March is National Kidney Month and Minority Nurse caught up with nephrology nurse Nancy Colobong Smith, MN, ARNP, ANP-BC, CNN to find out what it’s like to be a nurse in this specialty. She is the national president-elect 2023-24 of the American Nephrology Nurses Association (ANNA).

Please tell me about your role now and how your career brought you to this place.

My current role is as the Clinical Nurse Specialist and ARNP for Renal, Dialysis, and Transplant at the University of Washington Medical Center. Although I am involved in several committees and projects, my primary focus is on the inpatient kidney replacement therapy program. We have an in-house team that consists of over 100 unit-based RNs trained in HD, SLED, PD & CRRT who perform approximately 6,000 procedures a year on one campus with support from the dialysis technician team. My role includes staff training, patient education, regulatory compliance, evidence-based practice, quality improvement, and research. I also am consulted regarding evidence-based practice and care planning.

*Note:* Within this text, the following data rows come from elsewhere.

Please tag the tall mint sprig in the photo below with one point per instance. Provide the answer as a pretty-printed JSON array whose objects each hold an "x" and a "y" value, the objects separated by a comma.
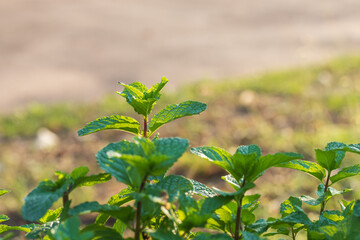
[{"x": 133, "y": 163}]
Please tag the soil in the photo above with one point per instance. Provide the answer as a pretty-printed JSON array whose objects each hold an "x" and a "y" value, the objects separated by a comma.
[{"x": 78, "y": 50}]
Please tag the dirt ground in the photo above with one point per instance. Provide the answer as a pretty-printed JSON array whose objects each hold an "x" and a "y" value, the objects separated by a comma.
[{"x": 78, "y": 50}]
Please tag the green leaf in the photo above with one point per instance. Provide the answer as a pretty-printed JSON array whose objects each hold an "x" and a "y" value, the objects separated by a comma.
[
  {"x": 161, "y": 234},
  {"x": 174, "y": 185},
  {"x": 141, "y": 98},
  {"x": 290, "y": 205},
  {"x": 102, "y": 232},
  {"x": 216, "y": 155},
  {"x": 232, "y": 181},
  {"x": 202, "y": 189},
  {"x": 208, "y": 236},
  {"x": 311, "y": 168},
  {"x": 79, "y": 172},
  {"x": 124, "y": 214},
  {"x": 51, "y": 215},
  {"x": 39, "y": 200},
  {"x": 249, "y": 236},
  {"x": 345, "y": 173},
  {"x": 70, "y": 230},
  {"x": 126, "y": 124},
  {"x": 5, "y": 228},
  {"x": 2, "y": 192},
  {"x": 271, "y": 160},
  {"x": 4, "y": 218},
  {"x": 119, "y": 199},
  {"x": 238, "y": 193},
  {"x": 175, "y": 111},
  {"x": 131, "y": 162},
  {"x": 91, "y": 180},
  {"x": 109, "y": 160},
  {"x": 327, "y": 159}
]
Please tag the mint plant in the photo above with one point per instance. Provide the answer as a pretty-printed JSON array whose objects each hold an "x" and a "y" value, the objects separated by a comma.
[{"x": 157, "y": 206}]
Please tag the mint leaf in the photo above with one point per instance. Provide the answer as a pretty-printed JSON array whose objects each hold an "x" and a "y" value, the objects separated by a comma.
[
  {"x": 345, "y": 173},
  {"x": 175, "y": 111},
  {"x": 124, "y": 214},
  {"x": 39, "y": 200},
  {"x": 126, "y": 124},
  {"x": 311, "y": 168},
  {"x": 141, "y": 98},
  {"x": 327, "y": 159},
  {"x": 2, "y": 192}
]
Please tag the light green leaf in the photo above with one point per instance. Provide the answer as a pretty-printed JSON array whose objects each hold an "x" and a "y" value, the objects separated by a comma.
[
  {"x": 51, "y": 215},
  {"x": 327, "y": 159},
  {"x": 2, "y": 192},
  {"x": 161, "y": 234},
  {"x": 249, "y": 236},
  {"x": 238, "y": 193},
  {"x": 311, "y": 168},
  {"x": 102, "y": 232},
  {"x": 174, "y": 185},
  {"x": 109, "y": 159},
  {"x": 141, "y": 98},
  {"x": 208, "y": 236},
  {"x": 91, "y": 180},
  {"x": 175, "y": 111},
  {"x": 5, "y": 228},
  {"x": 79, "y": 172},
  {"x": 216, "y": 155},
  {"x": 70, "y": 230},
  {"x": 4, "y": 218},
  {"x": 202, "y": 189},
  {"x": 119, "y": 199},
  {"x": 124, "y": 214},
  {"x": 39, "y": 200},
  {"x": 290, "y": 205},
  {"x": 126, "y": 124},
  {"x": 345, "y": 173},
  {"x": 271, "y": 160}
]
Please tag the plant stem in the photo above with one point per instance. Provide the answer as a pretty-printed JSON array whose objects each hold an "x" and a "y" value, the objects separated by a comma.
[
  {"x": 138, "y": 231},
  {"x": 292, "y": 233},
  {"x": 325, "y": 190},
  {"x": 66, "y": 195},
  {"x": 145, "y": 127},
  {"x": 238, "y": 216}
]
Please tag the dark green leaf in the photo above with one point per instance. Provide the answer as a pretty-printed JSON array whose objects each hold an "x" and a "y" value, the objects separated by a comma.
[
  {"x": 124, "y": 214},
  {"x": 161, "y": 234},
  {"x": 141, "y": 98},
  {"x": 119, "y": 199},
  {"x": 290, "y": 205},
  {"x": 345, "y": 173},
  {"x": 2, "y": 192},
  {"x": 208, "y": 236},
  {"x": 126, "y": 124},
  {"x": 216, "y": 155},
  {"x": 102, "y": 232},
  {"x": 51, "y": 215},
  {"x": 202, "y": 189},
  {"x": 109, "y": 160},
  {"x": 4, "y": 218},
  {"x": 327, "y": 159},
  {"x": 311, "y": 168},
  {"x": 70, "y": 230},
  {"x": 42, "y": 198},
  {"x": 174, "y": 185},
  {"x": 92, "y": 180},
  {"x": 271, "y": 160},
  {"x": 249, "y": 236},
  {"x": 175, "y": 111}
]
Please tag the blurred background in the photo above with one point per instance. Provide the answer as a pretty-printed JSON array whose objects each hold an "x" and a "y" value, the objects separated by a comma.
[{"x": 281, "y": 74}]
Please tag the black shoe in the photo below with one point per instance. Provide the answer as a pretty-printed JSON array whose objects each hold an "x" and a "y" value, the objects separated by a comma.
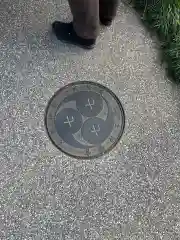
[
  {"x": 106, "y": 21},
  {"x": 65, "y": 33}
]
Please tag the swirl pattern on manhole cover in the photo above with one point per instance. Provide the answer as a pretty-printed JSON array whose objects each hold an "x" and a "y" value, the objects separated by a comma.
[{"x": 85, "y": 119}]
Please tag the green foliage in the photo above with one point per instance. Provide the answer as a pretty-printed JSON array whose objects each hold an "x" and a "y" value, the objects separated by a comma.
[{"x": 164, "y": 17}]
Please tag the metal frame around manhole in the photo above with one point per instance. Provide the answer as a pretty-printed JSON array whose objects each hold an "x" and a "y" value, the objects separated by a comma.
[{"x": 102, "y": 88}]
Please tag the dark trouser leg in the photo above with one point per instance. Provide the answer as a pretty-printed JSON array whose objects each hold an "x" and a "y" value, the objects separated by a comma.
[
  {"x": 107, "y": 9},
  {"x": 85, "y": 17}
]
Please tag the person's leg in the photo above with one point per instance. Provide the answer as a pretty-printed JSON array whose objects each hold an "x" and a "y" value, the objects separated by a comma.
[
  {"x": 83, "y": 30},
  {"x": 107, "y": 11}
]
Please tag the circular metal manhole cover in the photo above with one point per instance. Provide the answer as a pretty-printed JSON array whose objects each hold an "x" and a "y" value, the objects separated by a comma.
[{"x": 85, "y": 119}]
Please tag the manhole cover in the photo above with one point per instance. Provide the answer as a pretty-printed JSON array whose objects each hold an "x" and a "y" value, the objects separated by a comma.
[{"x": 85, "y": 119}]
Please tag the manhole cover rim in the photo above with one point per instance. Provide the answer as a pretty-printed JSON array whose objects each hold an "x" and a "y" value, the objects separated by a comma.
[{"x": 106, "y": 89}]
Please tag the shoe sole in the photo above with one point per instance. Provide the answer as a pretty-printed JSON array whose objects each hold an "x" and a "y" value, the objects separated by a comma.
[{"x": 76, "y": 44}]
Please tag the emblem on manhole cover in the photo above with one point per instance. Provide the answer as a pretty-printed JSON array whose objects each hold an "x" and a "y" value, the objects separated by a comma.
[{"x": 85, "y": 119}]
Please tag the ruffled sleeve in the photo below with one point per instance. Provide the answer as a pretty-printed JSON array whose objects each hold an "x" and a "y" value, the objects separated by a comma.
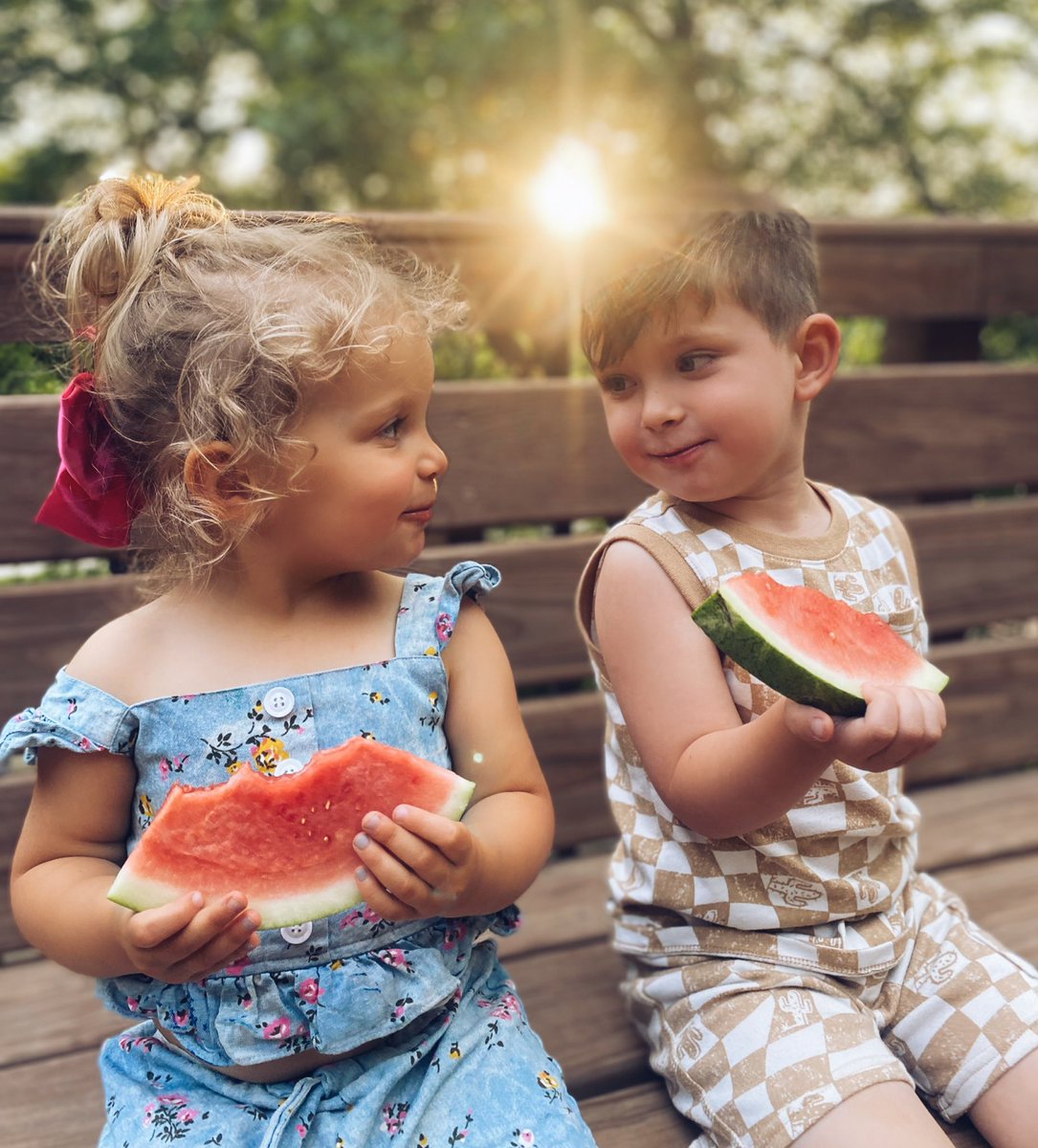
[
  {"x": 73, "y": 716},
  {"x": 431, "y": 606}
]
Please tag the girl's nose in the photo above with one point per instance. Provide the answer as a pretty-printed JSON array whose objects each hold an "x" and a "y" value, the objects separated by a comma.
[{"x": 435, "y": 462}]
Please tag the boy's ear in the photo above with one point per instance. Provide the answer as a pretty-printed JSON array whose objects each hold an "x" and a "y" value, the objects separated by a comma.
[
  {"x": 213, "y": 479},
  {"x": 816, "y": 343}
]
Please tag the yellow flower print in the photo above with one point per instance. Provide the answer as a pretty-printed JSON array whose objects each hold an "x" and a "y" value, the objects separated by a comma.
[
  {"x": 268, "y": 753},
  {"x": 549, "y": 1084}
]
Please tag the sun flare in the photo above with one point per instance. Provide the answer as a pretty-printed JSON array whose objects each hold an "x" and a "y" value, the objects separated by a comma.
[{"x": 568, "y": 193}]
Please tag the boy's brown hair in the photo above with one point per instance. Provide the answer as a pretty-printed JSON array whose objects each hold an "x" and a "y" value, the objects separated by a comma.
[{"x": 764, "y": 261}]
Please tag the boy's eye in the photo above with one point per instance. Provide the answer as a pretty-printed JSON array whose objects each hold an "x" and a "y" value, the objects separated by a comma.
[{"x": 693, "y": 361}]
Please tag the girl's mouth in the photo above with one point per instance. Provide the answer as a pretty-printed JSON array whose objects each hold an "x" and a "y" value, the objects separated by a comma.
[
  {"x": 681, "y": 453},
  {"x": 420, "y": 515}
]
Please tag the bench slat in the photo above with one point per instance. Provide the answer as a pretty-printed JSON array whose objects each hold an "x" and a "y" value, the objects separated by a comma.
[
  {"x": 976, "y": 565},
  {"x": 907, "y": 269},
  {"x": 597, "y": 1049}
]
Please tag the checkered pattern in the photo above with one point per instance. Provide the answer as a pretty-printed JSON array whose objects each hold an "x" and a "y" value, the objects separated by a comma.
[
  {"x": 824, "y": 885},
  {"x": 756, "y": 1053}
]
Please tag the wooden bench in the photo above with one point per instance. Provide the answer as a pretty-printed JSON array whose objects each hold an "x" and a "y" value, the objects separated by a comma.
[{"x": 952, "y": 445}]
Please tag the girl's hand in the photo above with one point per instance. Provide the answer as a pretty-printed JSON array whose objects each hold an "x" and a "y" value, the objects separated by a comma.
[
  {"x": 416, "y": 864},
  {"x": 188, "y": 939},
  {"x": 899, "y": 724}
]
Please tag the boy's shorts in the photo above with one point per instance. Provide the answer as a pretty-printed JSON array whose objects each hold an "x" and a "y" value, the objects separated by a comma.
[{"x": 757, "y": 1053}]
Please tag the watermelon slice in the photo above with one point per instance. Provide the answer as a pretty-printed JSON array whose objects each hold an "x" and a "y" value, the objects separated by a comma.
[
  {"x": 808, "y": 647},
  {"x": 285, "y": 842}
]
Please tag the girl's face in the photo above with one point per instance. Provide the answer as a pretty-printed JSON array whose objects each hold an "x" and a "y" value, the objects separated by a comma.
[
  {"x": 704, "y": 407},
  {"x": 364, "y": 499}
]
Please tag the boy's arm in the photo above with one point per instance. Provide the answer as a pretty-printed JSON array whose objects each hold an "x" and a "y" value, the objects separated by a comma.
[
  {"x": 718, "y": 776},
  {"x": 493, "y": 855}
]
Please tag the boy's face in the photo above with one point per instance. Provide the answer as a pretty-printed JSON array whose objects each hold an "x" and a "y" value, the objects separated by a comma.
[{"x": 703, "y": 406}]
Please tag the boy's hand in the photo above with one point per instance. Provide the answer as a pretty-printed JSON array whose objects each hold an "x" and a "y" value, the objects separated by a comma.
[
  {"x": 188, "y": 939},
  {"x": 416, "y": 864},
  {"x": 899, "y": 724}
]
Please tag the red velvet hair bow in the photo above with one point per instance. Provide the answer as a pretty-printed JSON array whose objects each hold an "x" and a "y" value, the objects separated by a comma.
[{"x": 93, "y": 498}]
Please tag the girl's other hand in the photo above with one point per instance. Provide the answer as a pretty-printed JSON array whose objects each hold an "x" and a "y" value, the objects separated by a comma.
[
  {"x": 900, "y": 723},
  {"x": 188, "y": 939},
  {"x": 417, "y": 865}
]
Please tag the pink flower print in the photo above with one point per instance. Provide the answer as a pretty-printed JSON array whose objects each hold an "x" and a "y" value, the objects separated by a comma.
[
  {"x": 172, "y": 767},
  {"x": 276, "y": 1030},
  {"x": 400, "y": 1008},
  {"x": 445, "y": 627},
  {"x": 395, "y": 958},
  {"x": 309, "y": 991},
  {"x": 394, "y": 1117},
  {"x": 506, "y": 1009}
]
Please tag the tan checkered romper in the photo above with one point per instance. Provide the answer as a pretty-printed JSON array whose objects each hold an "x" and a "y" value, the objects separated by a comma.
[{"x": 778, "y": 974}]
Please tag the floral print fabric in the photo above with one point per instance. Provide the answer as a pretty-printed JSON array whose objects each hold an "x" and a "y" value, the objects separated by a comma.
[
  {"x": 331, "y": 984},
  {"x": 475, "y": 1074}
]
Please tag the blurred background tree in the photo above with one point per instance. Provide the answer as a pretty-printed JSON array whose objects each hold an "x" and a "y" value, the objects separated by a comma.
[{"x": 839, "y": 107}]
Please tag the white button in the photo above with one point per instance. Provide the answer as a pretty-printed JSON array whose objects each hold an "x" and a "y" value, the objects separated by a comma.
[
  {"x": 296, "y": 935},
  {"x": 279, "y": 701}
]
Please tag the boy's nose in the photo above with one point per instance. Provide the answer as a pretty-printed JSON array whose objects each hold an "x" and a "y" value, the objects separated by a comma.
[{"x": 660, "y": 408}]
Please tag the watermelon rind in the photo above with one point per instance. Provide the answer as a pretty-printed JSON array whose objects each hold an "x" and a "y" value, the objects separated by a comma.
[
  {"x": 275, "y": 913},
  {"x": 749, "y": 641}
]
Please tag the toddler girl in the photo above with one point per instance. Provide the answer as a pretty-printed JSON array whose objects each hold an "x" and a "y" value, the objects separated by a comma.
[{"x": 256, "y": 411}]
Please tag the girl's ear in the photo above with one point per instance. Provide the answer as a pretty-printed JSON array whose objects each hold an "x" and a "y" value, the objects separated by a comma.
[
  {"x": 213, "y": 479},
  {"x": 816, "y": 343}
]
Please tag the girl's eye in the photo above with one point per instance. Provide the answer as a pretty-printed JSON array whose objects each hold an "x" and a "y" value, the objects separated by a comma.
[
  {"x": 614, "y": 384},
  {"x": 693, "y": 361}
]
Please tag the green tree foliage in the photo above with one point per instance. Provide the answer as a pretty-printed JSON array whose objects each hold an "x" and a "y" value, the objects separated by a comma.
[{"x": 844, "y": 107}]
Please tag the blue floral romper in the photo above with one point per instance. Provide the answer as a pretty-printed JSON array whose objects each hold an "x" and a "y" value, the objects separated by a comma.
[{"x": 456, "y": 1059}]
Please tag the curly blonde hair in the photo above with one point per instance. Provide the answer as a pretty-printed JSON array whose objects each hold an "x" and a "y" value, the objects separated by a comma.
[{"x": 202, "y": 326}]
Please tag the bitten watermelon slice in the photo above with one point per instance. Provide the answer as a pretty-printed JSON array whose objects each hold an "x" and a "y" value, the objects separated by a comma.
[
  {"x": 808, "y": 647},
  {"x": 285, "y": 842}
]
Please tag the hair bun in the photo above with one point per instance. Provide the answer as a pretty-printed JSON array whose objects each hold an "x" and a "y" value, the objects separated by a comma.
[
  {"x": 124, "y": 200},
  {"x": 112, "y": 236}
]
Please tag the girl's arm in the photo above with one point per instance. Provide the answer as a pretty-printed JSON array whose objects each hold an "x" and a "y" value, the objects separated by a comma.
[
  {"x": 69, "y": 850},
  {"x": 718, "y": 776},
  {"x": 434, "y": 866}
]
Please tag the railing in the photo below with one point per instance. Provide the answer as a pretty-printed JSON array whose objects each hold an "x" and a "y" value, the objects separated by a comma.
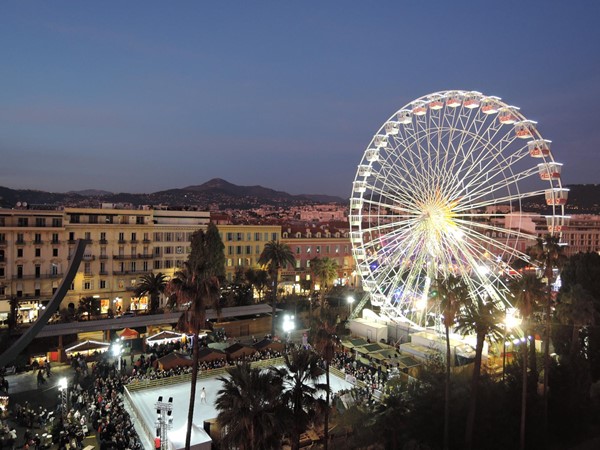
[{"x": 202, "y": 374}]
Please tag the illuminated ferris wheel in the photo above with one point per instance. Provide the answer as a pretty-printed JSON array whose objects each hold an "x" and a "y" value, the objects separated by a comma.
[{"x": 440, "y": 190}]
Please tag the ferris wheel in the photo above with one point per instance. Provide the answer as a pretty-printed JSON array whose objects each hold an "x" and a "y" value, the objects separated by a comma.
[{"x": 441, "y": 190}]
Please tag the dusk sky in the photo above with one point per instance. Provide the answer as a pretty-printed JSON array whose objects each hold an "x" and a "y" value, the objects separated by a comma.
[{"x": 146, "y": 96}]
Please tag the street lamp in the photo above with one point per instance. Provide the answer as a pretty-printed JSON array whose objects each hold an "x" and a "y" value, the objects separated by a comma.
[
  {"x": 510, "y": 321},
  {"x": 288, "y": 326},
  {"x": 350, "y": 300},
  {"x": 64, "y": 398},
  {"x": 117, "y": 349}
]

Following my passion and having the support of mentors in finding my way was invaluable. I started working as a nurse technician on the dialysis and transplant unit while I was in nursing school. When I graduated from nursing school, I was hired as a staff nurse. I had mentors who believed in me as I gained knowledge and confidence. I was able to become a charge nurse, dialysis nurse, and eventually assistant nurse manager. After being an assistant manager for several years, I realized that the parts of my role I enjoyed most were providing education, mentoring, clinical care, and improving systems. At the time I was applying for Master of Nursing programs, I was encouraged by one of the nursing professors to apply for the dual acute care nurse practitioner and advanced practice specialist tracks so that I could have the most flexibility in my future career path. I have been fortunate to find a role where I can still provide patient care directly and impact care at the system level.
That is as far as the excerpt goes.